The generation of ROS in the TAs or cultured SMCs was assessed using the fluorescent labeled dihydroethidium (DHE, product #S0063, Beyotime, China). DHE, serving as a fluorescent indicator for ROS, was added to the samples at a concentration of 10−5 mol/L and incubated in a lighttight, moistened container at 37 °C for a half-hour. Following incubation, the samples were rinsed with PBS and then fixed with 4% paraformaldehyde for 20 min. The fluorescence intensity was subsequently recorded using a Nikon E600 microscope equipped with a DMX1200 digital camera (excitation at 535 nm; emission at 610 nm). Quantification of the ROS levels was performed using Image-Pro Plus 6.0 software.

Luciferase reporter assay

The dual luciferase reporter assay was carried out to investigate the direct interaction between miR-325-3p and the 3'UTR of SHIP2. We constructed a luciferase reporter gene in the PmirGLO vector (Promega, USA), which contains the wild-type (SHIP2 wt) or mutant binding site (SHIP2 mut) of the SHIP2 3' UTR fragments. The recombinant plasmids PmirGLO-SHIP2 wt and pmirGLO-SHIP2 mut, along with miR-325-3p mimics, negative control (NC), and empty vector were respectively transfected into SMCs using Lipofectamine 2000 (Invitrogen, USA). After 48 h, the SMCs cell lysates were added to firefly luciferase or sea horse luciferase in accordance with the protocols supplied by the manufacturer, and the luciferase activity was quantified by the Dual Luciferase Reporter Assay System (#RG027, Beyotime, China).

Bioinformatics analysis

Candidate miRNAs targeting the gene were mainly predicted by the miRDB database (https://mirdb.org/index.html). miRDB is an online database for miRNA target prediction and functional annotation, and it is currently widely utilized. Taking SHIP2 (also known as INPPL1) as an example, by inputting the species of Rat and the gene name in the "Search by gene target" search option, candidate miRNAs that regulate the expression of SHIP2 can be searched for and sorted from high to low according to the "Target Score". In this study, we selected five candidate miRNAs with relatively high scores (miR-184, miR-186-5p, miR-205, miR-325-3p, and miR-331-3p) as the candidate miRNAs that regulate the expression of SHIP2 to conduct subsequent experiments.

Statistical analysis

The data are expressed as the average plus or minus the standard error of the mean (SEM).

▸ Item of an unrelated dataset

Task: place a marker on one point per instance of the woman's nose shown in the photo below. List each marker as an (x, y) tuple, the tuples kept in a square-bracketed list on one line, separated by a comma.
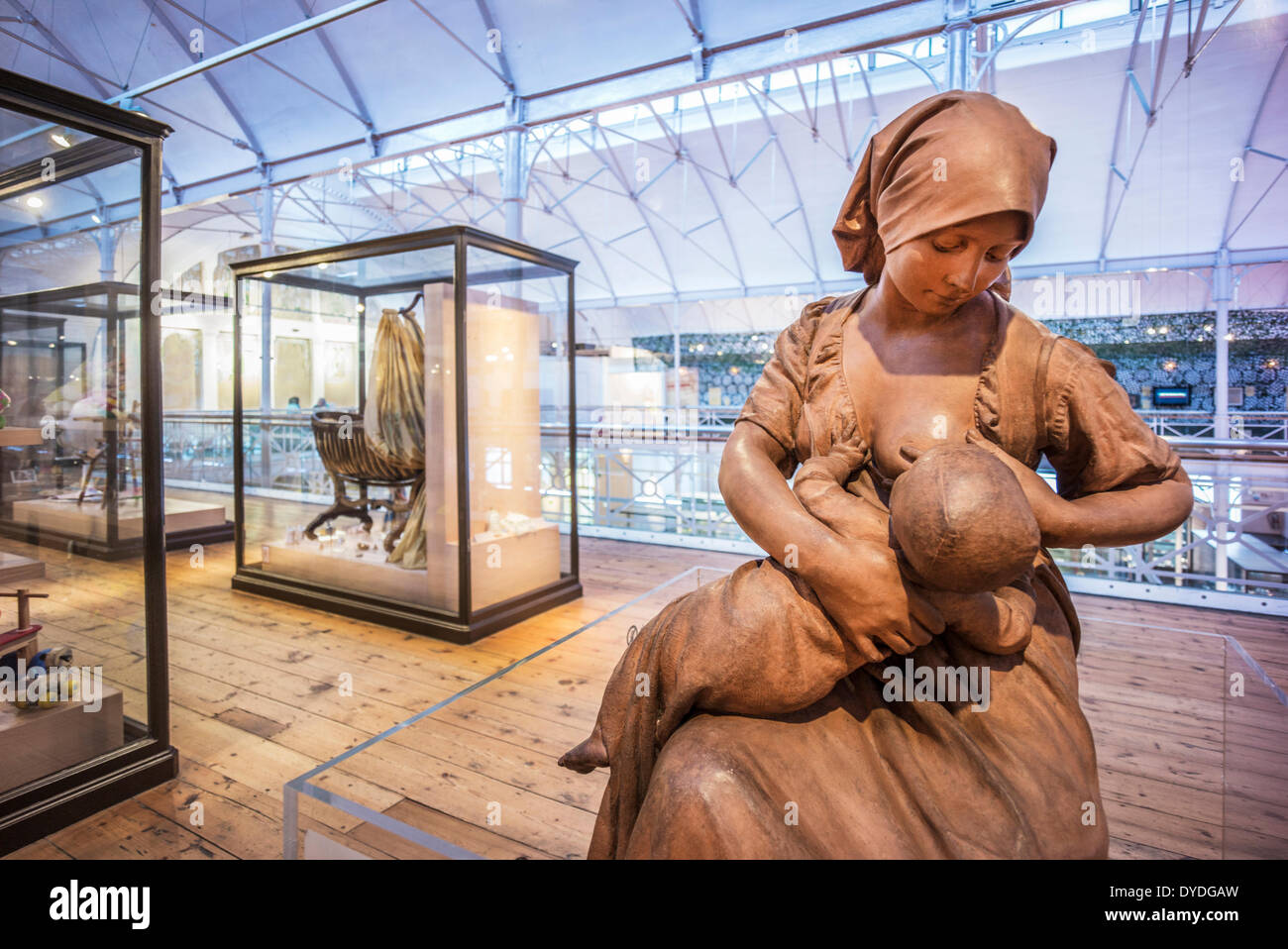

For concentration-dependent responses, we employed two-way analysis of ANOVA with subsequent Bonferroni post-hoc tests using GraphPad Prism 7 (GraphPad Software, San Diego, CA, USA). Additional data were assessed via Student’s t-tests or one-way ANOVA, depending on the nature of the data. Statistical specifics are detailed within the figure legends, and a significance threshold of P < 0.05 was applied.